Als der Zug sie am Bahnhof ausspuckte, hastete sie die Rolltreppen nach oben, drängte sich an den wartenden Menschen an den Ausgängen vorbei und eilte in Richtung Honeybrook Lane davon. An der Tür von Dads Haus angekommen, musste sie den Schlüssel aus ihrem Rucksack kramen. Dabei wurde ihr kurz schummrig vor Augen und sie atmete mehrfach tief durch, um ihre zitternden Finger so weit zu beruhigen, dass sie den Schlüsselbund greifen konnte.
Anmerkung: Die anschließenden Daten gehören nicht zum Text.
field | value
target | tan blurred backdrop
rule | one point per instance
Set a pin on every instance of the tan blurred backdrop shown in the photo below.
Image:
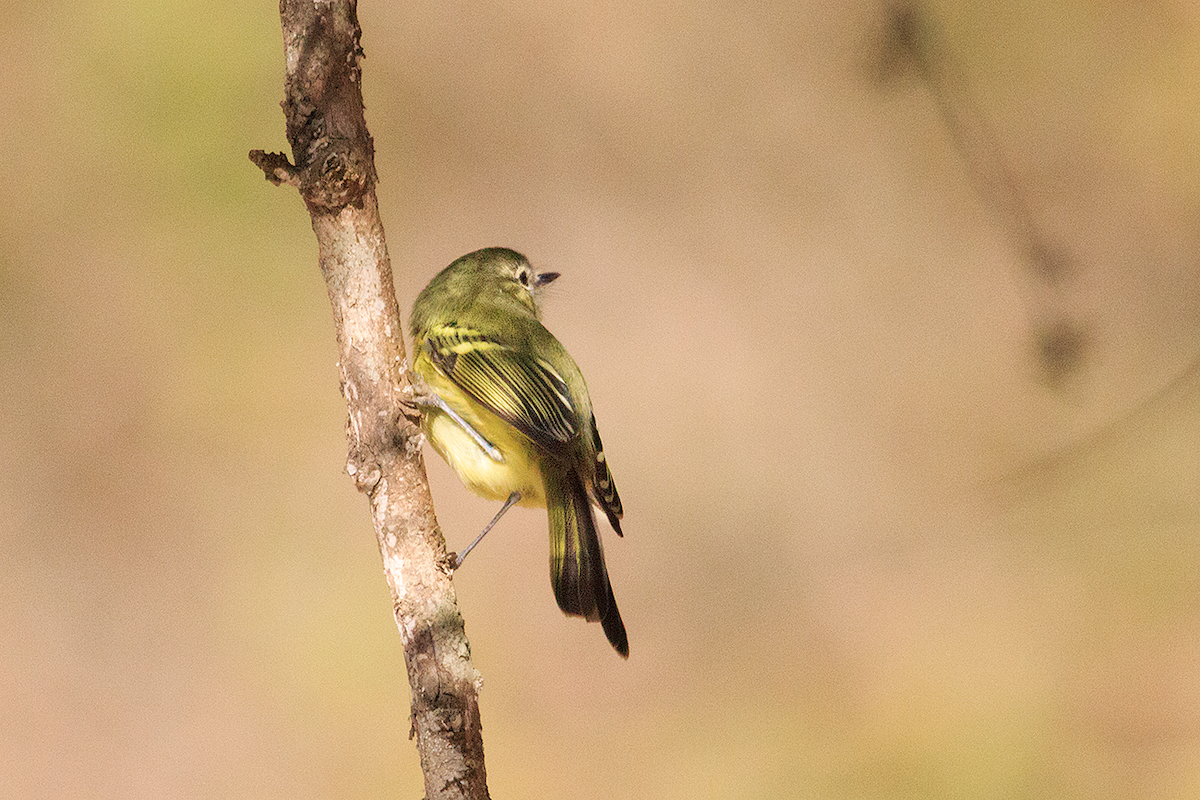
(870, 552)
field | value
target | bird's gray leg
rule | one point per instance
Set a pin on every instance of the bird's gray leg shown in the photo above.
(508, 504)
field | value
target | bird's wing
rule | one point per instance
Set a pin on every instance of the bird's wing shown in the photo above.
(514, 384)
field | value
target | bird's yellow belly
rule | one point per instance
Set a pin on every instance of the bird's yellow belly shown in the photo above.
(481, 474)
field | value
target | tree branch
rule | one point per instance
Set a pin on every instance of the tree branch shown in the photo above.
(335, 173)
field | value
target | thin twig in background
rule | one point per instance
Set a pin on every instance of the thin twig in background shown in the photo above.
(1061, 342)
(335, 173)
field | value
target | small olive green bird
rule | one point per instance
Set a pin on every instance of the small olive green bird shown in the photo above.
(508, 409)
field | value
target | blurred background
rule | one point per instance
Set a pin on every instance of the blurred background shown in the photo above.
(911, 505)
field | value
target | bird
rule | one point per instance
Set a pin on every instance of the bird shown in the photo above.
(508, 409)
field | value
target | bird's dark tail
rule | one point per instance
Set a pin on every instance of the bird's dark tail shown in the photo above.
(576, 559)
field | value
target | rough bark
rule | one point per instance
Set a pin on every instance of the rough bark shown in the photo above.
(335, 173)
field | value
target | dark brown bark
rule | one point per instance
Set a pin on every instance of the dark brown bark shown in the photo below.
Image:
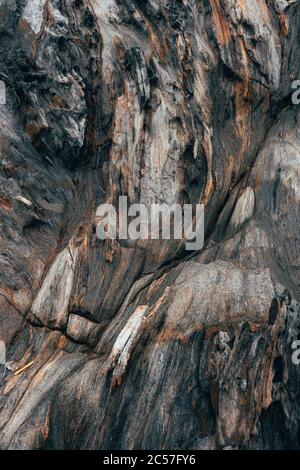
(166, 101)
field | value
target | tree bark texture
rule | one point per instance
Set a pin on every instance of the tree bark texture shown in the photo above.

Ohne ihre Schuhe auszuziehen, eilte sie durch den Flur in Richtung Küche. Dad saß am Küchentisch, er hatte eine Tasse Tee vor sich stehen und sah sie ernst an. Sein Gesichtsausdruck wirkte wie ein kräftiger Tritt auf ihr Bremspedal. Poppy blieb abrupt stehen und fragte: „Was ist los?“
Dad seufzte. „Deine Mutter hat mich vorhin angerufen. Sie möchte, dass ich dich morgen früh in einen Zug nach Hause setze.“
Poppys Mund klappte auf. „Aber warum?“
Er seufzte noch einmal. „Weil irgend so eine bescheuerte Journalistin bei ihr angerufen hat. Die Sache mit dem Klienten, der sich das Leben genommen hat, schlägt hohe Wellen. Und offenbar sind die jetzt auch bei deiner Mutter angekommen.“
„Und was hast du ihr gesagt? Wirst du mich morgen zurückschicken?“
In ihrem Kopf rasten die Gedanken durcheinander. Sie wollte nicht zurück. Ihr Blick fiel auf den Zettel in ihrer Hand. Das Rätsel war nicht gelöst. Und solange sie nicht wusste, was es mit diesen Träumen auf sich hatte, wollte sie hierbleiben. Und dann gab es da noch Andrew. Sie hatte sich so wohl gefühlt mit ihm heute auf dem Markt. Und für morgen hatten sie sich erneut verabredet. Nein, sie wollte, konnte, durfte nicht nach Hause.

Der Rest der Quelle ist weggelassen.